Just moments after our first encounter.

Just moments after our first encounter.

Ah, to be a mother.

I don’t have children, never had that strong drive, that ticking timebomb in my uterus. That said, I always assumed I’d have a daughter, and a second child (one of them would be a girl, because… well, just because). Two because being an only child seemed so lonely. And because so much life-learning comes about simply by virtue of being a sibling: sharing, choosing your battles, compromise, conspiracy, etc.

But it didn’t happen. I had my chance, was married to a wonderful man in the prime of my child-bearing years. But we were traveling, and being struggling artists, so the time was never right. We didn’t try for one, but we weren’t hell bent against it either. It didn’t happen and eventually we divorced and so it all worked out for the best, right? Right?

Then I got Picard. How he came into my life is a whole ‘nother story you can read about Here.

And, I got it. Motherhood… I got it.

This love, this – for lack of a better term, maternal (parental works too, but I’m sticking with maternal, as it is Mother’s Day) love that runs deeper and stronger than any love I’ve ever known. I’ve had crushes and gaga love that feels this intense – but the excitement wears off, the hormones wane, you look back and go, “What was that?” But this Maternal Love, this is hardcore. This is the Real Deal.

Queue the naysayers, with “Loving your dog is not the same as if it were a child.” You’re right, it’s not the same. Because my dog is pure, as a child is in its early, pre-verbal years. But children, being human, grow up, and learn to manipulate and say cruel things and test us and break our hearts. They learn to hate and they learn to hurt. Hopefully they outgrow that sort of behavior in their teenage years, but I know far too many adult assholes to know that not to be the case.

There are no asshole dogs.  They manipulate and test us and break our hearts – but never for that purpose alone. It’s always, only to get something they want or need from us, that they know we alone can give them. And they’re not a dick about it if we say, “No.”4th

Their love is pure, so our love for them is pure. They remind us of our own innocence. They have the power to reinstate our innocence.
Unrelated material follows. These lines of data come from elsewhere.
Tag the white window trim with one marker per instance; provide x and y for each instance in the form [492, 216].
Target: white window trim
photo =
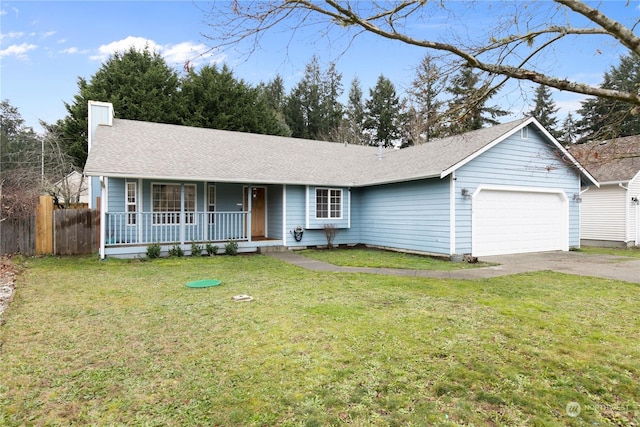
[329, 204]
[127, 203]
[181, 211]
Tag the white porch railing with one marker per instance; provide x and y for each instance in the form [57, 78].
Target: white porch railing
[145, 228]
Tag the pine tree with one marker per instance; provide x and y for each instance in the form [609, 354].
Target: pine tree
[312, 109]
[214, 98]
[355, 114]
[467, 109]
[424, 116]
[545, 109]
[383, 113]
[606, 119]
[139, 84]
[569, 131]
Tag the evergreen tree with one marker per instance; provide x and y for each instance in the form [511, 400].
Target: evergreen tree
[545, 110]
[274, 95]
[355, 114]
[383, 111]
[569, 131]
[424, 117]
[467, 110]
[20, 146]
[606, 119]
[312, 108]
[139, 84]
[213, 98]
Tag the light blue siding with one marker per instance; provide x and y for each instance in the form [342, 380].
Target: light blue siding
[517, 162]
[412, 216]
[274, 211]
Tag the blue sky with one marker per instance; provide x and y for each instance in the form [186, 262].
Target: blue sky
[46, 45]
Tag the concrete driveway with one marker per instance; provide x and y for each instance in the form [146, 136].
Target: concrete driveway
[605, 266]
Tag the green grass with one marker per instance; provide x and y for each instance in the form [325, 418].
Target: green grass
[633, 252]
[88, 342]
[376, 258]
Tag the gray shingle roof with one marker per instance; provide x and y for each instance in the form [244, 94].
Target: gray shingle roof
[615, 160]
[161, 151]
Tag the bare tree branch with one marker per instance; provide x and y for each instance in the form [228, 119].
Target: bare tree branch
[497, 56]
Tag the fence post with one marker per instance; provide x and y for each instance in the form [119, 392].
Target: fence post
[44, 226]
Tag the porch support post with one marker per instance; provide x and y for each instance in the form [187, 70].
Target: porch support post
[103, 216]
[182, 215]
[249, 208]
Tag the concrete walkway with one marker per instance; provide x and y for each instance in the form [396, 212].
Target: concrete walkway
[605, 266]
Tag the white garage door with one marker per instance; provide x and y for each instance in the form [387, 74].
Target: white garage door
[509, 222]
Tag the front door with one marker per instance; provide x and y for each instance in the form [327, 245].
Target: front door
[258, 211]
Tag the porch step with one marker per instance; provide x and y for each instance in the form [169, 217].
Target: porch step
[271, 249]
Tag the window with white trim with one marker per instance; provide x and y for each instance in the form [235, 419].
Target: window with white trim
[131, 203]
[328, 203]
[211, 203]
[166, 203]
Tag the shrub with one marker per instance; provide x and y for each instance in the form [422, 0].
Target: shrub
[231, 248]
[196, 249]
[211, 250]
[330, 232]
[153, 251]
[176, 250]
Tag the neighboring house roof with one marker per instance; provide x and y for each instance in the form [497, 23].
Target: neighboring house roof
[615, 160]
[137, 149]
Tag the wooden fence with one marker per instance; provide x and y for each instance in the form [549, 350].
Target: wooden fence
[52, 231]
[18, 236]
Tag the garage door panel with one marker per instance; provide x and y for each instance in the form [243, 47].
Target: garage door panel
[517, 222]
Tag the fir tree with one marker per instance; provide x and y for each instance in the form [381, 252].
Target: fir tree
[424, 121]
[139, 84]
[355, 114]
[383, 113]
[467, 109]
[545, 109]
[569, 131]
[214, 98]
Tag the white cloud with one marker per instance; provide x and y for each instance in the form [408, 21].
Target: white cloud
[18, 50]
[12, 35]
[174, 54]
[139, 43]
[73, 50]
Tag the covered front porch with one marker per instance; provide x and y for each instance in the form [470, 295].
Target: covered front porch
[186, 213]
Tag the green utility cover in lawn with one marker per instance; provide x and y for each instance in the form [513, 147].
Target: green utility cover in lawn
[204, 283]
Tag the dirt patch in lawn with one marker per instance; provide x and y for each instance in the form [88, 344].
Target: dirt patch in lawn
[7, 283]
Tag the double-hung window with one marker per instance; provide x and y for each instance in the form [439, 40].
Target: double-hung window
[211, 203]
[131, 203]
[328, 203]
[167, 205]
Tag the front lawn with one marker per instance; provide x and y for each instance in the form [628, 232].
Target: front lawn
[633, 252]
[88, 342]
[377, 258]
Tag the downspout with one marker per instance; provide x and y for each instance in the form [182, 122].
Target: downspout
[284, 215]
[183, 217]
[627, 219]
[452, 213]
[103, 216]
[249, 211]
Their love is perfect.

My heart swells with this love for Picard every second I look at him: when he’s there staring sleepily as I wake up, when he’s waiting not-so-patiently for me to feed him, when he plays with his bunny (which makes this inane musical noise when he plays with it) because he KNOWS when he successfully makes that sound happen, I will drop everything, whatever I am doing, to DO THE BUNNY DANCE!!!

IMG_4619

So yes, I am a mother, and this Mothers Day is for me. Mother’s Day used to be very sad for me, as I lost my own at 19 – you can read about that Here and Here. I could not be more proud of, more in love with my “child” if he came out of my uterus. I cherish every second with him more so than if he had come out of my uterus, because unlike a human child, I will outlive him.
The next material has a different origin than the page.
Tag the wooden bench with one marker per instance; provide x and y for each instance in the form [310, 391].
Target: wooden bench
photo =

Aye, there’s the rub. There’s the one thing that makes my love for him all the more intense and all the more painful: it has a short shelf life. His puppy years are over. He’s five. How the hell did he get to be five already? But he’s small and curious and extremely healthy and active (his well being is the most important thing in my life), so he still seems like a young dog. And I swear, all the love I have for him, he feels the exact same way about me. He lets me know. He’s the one thing in this world, the one decision I made, that I got 100% right.

But for now, we celebrate Mother’s Day. Our 5th together. And I wish a Happy Mother’s Day to all the others out there who didn’t get the conventional Mother-Child relationship they thought was a guarantee: To the pet guardians, the single dads, the foster parents, and all the teachers/leaders/mentors/neighbors/friends/siblings who step up and give the world “That Mother Thing.” Happy Mother’s Day to all of you!